La façade de la Nativité, telle que son architecte, Antoni Gaudí, l'a dessinée et orientée : face aux premiers rayons du soleil. Ce style improbable lui fut inspiré par les plantes glanées alentour. Crédits photo : (Merian/Studio X/Bossemeyer) Dimanche, après cent vingt-huit ans de travaux, le plus controversé des édifices catholiques va devenir une basilique. Le pape Benoît XVI se rend en effet à Barcelone pour consacrer l'oeuvre inachevée de Gaudí.
Le 7 novembre 2010, à midi, la Sagrada Familia sera enfin une maison de Dieu. Cent vingt-huit ans après que la première pierre eut été posée par l'évêque Urquinaona, le pape Benoît XVI consacrera comme basilique le gigantesque édifice imaginé par Antoni Gaudí. Un souffle divin viendra-t-il balayer les décennies de controverses, de menaces et d'insultes? La paix du Christ sera-t-elle enfin signée entre les hommes qui se sont disputés comme jamais autour d'un monument? Rien n'est moins sûr.
Il y aura 8000 personnes à l'intérieur, la plupart ecclésiastiques, et près d'un million à l'extérieur pour participer à l'événement. Et puis il y aura Antonia, qui suivra tout ça de la fenêtre de son appartement. L'immeuble où elle habite a été construit à la fin des années 70, juste en face du porche de la Gloire, sur l'emplacement du futur parvis. Un immeuble de 6 étages, avec 4 ascenseurs, 55 appartements, qui devra donc être détruit d'ici à la fin de la construction de la basilique, prévue en 2026, pour les cent ans de la mort de Gaudí. Quand elle s'est installée, «les trois ouvriers qui travaillaient sur le chantier de la Sagrada s'arrêtaient à deux heures de l'après-midi, se souvient Antonia. Pas même les ivrognes auraient cru que les travaux reprendraient un jour. Aujourd'hui, ils sont deux cents à travailler jour et nuit».
Le premier martyr touristique de l'ère chrétienne
La résistance annoncée d'Antonia ne pèsera pas lourd face aux 3 millions de visiteurs que comptabilise la Sagrada Familia chaque année et les millions d'euros qu'elle rapporte en afflux de touristes fascinés, intrigués, impressionnés, épouvantés, fiers de l'avoir vue dans cet état. Elle ne pèsera pas lourd face au projet papal, qui se dessine à bas bruit, de faire de cet édifice unique non plus seulement un lieu touristique mais le fer de lance d'un catholicisme en pleine reconquête.
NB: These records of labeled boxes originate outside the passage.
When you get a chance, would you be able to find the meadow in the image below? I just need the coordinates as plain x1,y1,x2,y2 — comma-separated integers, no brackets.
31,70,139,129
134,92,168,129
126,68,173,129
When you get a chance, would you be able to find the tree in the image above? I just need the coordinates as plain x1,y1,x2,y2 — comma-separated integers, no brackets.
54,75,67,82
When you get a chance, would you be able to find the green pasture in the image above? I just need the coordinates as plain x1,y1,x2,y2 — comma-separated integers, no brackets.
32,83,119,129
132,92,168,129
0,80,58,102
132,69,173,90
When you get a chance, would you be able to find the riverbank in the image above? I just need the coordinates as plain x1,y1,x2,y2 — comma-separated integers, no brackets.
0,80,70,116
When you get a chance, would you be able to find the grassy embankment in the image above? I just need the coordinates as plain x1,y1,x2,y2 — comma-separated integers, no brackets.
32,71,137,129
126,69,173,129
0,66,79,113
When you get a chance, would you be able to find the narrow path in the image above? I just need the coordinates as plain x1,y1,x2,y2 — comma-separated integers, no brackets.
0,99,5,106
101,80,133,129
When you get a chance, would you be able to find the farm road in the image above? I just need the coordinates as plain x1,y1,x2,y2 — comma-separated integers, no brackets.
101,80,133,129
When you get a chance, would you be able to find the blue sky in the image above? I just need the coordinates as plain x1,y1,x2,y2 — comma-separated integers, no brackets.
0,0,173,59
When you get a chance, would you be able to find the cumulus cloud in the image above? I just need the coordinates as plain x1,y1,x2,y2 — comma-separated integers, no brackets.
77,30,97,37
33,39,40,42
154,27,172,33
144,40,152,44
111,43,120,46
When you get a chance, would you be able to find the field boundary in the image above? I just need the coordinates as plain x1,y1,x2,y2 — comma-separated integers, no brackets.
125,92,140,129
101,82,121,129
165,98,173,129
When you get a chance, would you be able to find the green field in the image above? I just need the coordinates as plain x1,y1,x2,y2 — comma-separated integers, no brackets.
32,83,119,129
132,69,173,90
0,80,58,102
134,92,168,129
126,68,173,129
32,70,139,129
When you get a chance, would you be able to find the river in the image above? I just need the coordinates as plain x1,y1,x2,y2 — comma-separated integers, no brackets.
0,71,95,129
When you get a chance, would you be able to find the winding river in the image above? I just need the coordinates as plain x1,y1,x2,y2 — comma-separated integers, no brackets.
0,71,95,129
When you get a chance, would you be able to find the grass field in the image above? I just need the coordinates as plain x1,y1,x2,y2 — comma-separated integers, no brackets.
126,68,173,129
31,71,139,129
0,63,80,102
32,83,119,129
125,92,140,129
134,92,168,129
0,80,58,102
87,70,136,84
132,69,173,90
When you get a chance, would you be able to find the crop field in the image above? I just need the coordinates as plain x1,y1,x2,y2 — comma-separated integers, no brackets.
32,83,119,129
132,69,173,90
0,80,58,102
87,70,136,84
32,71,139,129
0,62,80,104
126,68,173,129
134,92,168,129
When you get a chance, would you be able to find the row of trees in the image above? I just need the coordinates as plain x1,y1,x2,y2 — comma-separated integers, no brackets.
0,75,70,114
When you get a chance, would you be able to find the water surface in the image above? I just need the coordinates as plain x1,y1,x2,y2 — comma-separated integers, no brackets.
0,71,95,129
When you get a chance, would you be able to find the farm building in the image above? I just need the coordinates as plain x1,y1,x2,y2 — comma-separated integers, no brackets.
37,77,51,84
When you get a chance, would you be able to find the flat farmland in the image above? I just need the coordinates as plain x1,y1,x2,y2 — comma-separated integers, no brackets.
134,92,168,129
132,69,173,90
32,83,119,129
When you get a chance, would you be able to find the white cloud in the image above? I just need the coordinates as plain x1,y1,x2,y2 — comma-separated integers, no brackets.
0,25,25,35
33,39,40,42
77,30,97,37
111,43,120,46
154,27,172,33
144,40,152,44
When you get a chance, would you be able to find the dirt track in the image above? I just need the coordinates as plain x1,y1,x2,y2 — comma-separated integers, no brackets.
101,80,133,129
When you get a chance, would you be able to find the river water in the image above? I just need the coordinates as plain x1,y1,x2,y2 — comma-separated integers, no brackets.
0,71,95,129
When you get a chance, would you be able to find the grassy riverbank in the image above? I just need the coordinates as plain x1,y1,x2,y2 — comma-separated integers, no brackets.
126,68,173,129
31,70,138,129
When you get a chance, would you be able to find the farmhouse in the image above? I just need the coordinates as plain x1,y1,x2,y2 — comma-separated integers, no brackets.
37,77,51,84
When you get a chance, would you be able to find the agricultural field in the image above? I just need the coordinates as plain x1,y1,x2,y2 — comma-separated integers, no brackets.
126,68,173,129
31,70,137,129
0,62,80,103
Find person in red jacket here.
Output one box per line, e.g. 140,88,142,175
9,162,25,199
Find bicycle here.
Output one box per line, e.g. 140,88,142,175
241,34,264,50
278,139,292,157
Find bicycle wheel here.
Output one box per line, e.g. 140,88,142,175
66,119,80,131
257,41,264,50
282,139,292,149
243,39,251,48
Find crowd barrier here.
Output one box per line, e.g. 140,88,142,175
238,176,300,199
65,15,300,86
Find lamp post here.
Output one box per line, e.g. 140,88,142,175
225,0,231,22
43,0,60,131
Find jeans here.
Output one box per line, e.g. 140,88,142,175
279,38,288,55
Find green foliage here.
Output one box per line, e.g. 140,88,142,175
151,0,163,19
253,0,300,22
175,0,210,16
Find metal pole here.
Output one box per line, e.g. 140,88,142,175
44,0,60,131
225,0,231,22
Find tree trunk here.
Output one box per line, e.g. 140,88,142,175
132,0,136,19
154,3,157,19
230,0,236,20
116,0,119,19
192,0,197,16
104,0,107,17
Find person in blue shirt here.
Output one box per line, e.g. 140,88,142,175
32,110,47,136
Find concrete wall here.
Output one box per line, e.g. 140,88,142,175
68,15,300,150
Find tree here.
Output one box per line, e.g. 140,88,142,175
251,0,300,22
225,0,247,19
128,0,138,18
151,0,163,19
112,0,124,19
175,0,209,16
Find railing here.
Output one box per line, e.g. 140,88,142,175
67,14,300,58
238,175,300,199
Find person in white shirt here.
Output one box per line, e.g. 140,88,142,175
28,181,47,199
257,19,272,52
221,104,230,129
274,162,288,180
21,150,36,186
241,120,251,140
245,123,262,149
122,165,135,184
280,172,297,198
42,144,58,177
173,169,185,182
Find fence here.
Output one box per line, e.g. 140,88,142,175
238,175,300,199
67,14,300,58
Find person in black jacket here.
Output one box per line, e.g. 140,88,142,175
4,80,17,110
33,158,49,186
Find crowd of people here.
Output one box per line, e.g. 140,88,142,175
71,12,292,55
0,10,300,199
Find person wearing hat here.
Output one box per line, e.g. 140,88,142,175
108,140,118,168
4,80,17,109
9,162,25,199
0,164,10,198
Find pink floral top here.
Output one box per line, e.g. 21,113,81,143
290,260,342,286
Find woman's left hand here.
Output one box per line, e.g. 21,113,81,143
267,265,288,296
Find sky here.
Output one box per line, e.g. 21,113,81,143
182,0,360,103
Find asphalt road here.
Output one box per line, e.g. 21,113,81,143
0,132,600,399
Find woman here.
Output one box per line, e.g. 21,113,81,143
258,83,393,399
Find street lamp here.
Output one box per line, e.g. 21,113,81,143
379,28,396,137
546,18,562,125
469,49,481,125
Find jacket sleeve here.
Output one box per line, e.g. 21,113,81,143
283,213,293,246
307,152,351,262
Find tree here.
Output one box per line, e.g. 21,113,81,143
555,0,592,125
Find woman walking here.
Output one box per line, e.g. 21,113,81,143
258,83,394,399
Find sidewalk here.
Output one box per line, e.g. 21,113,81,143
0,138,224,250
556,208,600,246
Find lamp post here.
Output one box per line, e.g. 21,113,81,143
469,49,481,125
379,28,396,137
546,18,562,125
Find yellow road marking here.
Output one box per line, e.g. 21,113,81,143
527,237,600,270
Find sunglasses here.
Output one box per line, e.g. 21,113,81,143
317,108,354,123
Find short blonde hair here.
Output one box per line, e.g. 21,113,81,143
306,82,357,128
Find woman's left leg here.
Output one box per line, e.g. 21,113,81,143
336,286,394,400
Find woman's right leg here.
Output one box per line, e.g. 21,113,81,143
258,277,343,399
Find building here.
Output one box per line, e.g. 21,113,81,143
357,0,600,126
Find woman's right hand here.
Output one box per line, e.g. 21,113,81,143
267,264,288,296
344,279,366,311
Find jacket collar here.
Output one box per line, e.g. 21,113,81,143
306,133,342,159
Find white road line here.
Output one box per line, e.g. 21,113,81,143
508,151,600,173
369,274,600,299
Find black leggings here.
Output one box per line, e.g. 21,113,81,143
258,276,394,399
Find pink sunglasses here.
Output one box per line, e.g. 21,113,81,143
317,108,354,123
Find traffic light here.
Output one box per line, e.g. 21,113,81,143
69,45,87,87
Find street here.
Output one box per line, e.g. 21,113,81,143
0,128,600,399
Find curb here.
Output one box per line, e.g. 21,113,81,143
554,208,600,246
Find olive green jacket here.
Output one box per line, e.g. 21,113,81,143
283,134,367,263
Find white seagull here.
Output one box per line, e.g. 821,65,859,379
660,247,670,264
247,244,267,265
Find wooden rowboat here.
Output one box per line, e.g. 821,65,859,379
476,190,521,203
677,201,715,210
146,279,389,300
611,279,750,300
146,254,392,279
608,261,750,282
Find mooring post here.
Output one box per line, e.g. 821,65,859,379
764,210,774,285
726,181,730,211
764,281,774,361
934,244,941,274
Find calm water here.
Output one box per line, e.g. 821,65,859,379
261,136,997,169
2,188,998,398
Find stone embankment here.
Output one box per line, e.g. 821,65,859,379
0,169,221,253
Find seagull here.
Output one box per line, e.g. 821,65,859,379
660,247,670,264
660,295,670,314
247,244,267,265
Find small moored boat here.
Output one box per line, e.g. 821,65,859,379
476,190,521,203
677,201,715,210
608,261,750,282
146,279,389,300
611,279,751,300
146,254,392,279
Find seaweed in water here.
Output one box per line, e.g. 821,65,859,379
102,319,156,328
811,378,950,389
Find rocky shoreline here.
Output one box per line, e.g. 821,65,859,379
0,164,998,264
Si Benoît XVI et les catholiques du monde entier peuvent aujourd'hui en rêver, c'est qu'il s'est passé quelque chose en Espagne en 1975: Franco est mort. La même année, le film d'Antonioni Profession: reporter, tourné en partie au Palacio Güell de Gaudí, fut le signe d'un regain d'intérêt, les prémices d'une reconnaissance. Aux délires de la Movida s'ajoutait la prise de conscience générale en Europe de l'importance du patrimoine architectural. Qu'ils soient industriels, religieux, ruraux, qu'ils soient de béton, de fer ou de bois, qu'ils soient en ruine ou encore mieux inachevés, les édifices jusque-là méprisés par la doxa culturelle ont pris tout à coup une valeur morale, artistique, et puis commerciale. Ainsi, trente ans avant de se voir consacrée basilique, la Sagrada Familia était déjà devenue la sainte protectrice de la Movida. Et Gaudí, le premier martyr touristique de l'ère chrétienne. Le phénomène n'a fait que s'amplifier, aujourd'hui relayé par une sorte de réflexe inverse: un repli sur soi au nom d'une chrétienté menacée par l'islam.
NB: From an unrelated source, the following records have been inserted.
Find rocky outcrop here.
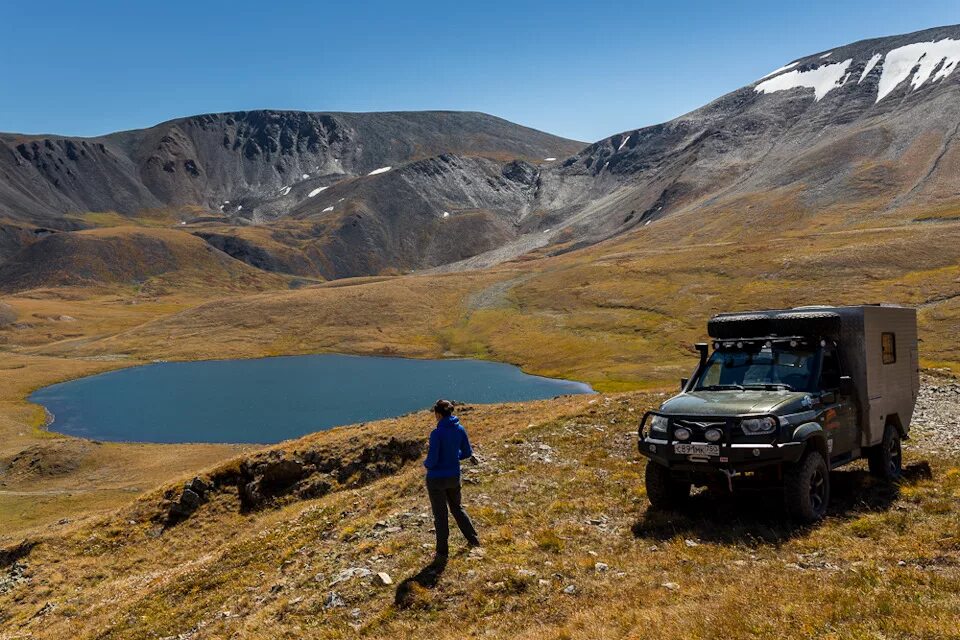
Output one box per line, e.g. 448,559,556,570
0,302,17,328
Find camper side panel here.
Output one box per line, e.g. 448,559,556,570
832,307,870,436
861,307,920,447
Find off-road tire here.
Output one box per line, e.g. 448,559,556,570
783,450,830,524
644,462,691,511
867,422,903,482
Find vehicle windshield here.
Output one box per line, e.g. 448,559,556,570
695,342,817,391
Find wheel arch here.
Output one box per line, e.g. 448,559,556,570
885,413,909,440
793,422,830,465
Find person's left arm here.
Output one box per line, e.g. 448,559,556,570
423,429,440,469
460,429,473,460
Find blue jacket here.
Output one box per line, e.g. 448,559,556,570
423,416,473,478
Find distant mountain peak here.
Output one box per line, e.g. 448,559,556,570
754,32,960,102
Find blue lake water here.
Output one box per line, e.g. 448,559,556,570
30,355,592,443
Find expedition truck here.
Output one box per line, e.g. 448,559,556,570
639,304,920,522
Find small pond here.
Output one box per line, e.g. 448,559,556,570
30,354,592,443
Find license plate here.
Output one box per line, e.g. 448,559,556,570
673,444,720,456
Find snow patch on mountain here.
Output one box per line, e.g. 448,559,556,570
877,38,960,102
754,58,853,102
857,53,883,84
760,60,800,80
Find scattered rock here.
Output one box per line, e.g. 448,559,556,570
327,567,374,587
323,591,347,609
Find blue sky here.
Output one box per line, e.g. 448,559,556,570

Qui mieux que la Sagrada Familia peut incarner la gloire contrariée du catholicisme européen? A travers les guerres, les grèves, les dictatures et les républiques, les modes et les oublis, son histoire est celle de tous les schismes du vieux monde, de la séparation de l'Eglise et de l'Etat au divorce de Dieu d'avec les arts.
«Je suis allé voir la cathédrale (sic), écrivait George Orwell en 1937, une cathédrale moderne et un des édifices les plus horribles du monde. Quatre aiguilles crénelées en forme de bouteilles de vin du Rhin. A la différence de la plupart des églises de Barcelone, elle n'a pas souffert pendant la révolution. Grâce à sa "valeur artistique", dit-on. Je trouve que les anarchistes ont fait preuve de mauvais goût en ne la foutant pas en l'air quand ils en ont eu l'occasion.»
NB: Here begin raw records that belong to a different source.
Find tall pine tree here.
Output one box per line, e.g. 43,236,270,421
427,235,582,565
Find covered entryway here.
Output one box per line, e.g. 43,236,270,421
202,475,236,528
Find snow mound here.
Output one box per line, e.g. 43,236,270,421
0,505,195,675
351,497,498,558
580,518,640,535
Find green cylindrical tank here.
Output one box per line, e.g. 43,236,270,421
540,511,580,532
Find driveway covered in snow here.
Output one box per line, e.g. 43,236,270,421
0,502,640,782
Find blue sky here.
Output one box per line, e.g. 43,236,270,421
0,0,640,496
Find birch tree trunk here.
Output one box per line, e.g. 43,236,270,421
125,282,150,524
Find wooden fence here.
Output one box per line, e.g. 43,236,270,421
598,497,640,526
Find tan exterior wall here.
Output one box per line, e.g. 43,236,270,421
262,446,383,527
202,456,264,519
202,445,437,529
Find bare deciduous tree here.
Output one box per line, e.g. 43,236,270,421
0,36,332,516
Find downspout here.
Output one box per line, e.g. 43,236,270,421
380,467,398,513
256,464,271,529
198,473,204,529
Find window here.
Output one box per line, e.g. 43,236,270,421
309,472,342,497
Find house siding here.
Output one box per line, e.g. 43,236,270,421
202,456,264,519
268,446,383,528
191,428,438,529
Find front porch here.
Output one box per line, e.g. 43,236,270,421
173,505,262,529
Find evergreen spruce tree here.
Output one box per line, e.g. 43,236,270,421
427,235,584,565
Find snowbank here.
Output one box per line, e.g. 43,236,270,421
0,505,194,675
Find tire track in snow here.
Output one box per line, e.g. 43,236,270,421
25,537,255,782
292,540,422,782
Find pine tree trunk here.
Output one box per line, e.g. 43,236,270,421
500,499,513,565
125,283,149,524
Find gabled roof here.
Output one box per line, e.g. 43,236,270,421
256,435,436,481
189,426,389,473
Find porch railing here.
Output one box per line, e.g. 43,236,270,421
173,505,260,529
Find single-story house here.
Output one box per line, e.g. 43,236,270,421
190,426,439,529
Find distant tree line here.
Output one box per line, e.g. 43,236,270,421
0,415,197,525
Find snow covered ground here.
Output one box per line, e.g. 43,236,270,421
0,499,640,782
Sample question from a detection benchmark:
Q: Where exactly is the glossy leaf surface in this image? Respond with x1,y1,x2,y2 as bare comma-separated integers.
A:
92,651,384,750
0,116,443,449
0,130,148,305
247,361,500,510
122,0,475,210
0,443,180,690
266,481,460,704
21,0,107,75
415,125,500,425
Un an plus tôt, les anarchistes avaient pillé le chantier, passé par les flammes toutes les archives et détruit les maquettes d'Antoni Gaudí. Où la violence le dispute à la bêtise, participant à l'élévation du mythe.
Mais n'est-ce pas Dali qui, trois ans plus tôt, avait mis nos libertaires anticléricaux en appétit en parlant de la «beauté terrifiante et comestible de l'architecture modern style»?
Le style? Quel style? Bien malin qui peut dire à quel style appartient la Sagrada Familia. On se chamaille encore aujourd'hui, d'une chapelle à l'autre. Et quand on se rend sur place, histoire de se faire une idée par soi-même, on comprend vite qu'elle restera imperméable à toute espèce d'opinion que l'on espérait se faire. Notre émerveillement, notre dégoût, tout change selon où l'on se place, et l'orientation du soleil.
A l'origine, le projet de trois collégiens
Après Gaudí, six architectes se sont succédé. Le dernier d'entre eux, Jordi Bonet, est en charge des travaux depuis 1985. Sa mission : couvrir les nefs. La période d'achèvement commence. Crédits photo : Merian/Studio X/Bossemeyer S'il est entendu que Gaudi, dans ses oeuvres de dimensions plus modestes (Casa Milà, Casa Battló), appartient à l'Art nouveau, il est impossible de dire de quel style et même de quelle sorte d'art la Sagrada Familia relève. Elle est elle-même traversée de tant de courants, tant d'époques, elle compte autant de tours que de tendances contradictoires. De la pierre au béton armé, du crayon à l'ordinateur, elle aura été le champ d'expérimentations les plus risquées. Elle ne ressemble plus à rien ni à personne qu'à elle-même. Elle a échappé depuis longtemps à l'esthétique de son créateur, et cela par la volonté même de Gaudí, qui l'a pensée ainsi, comme un chantier interminable.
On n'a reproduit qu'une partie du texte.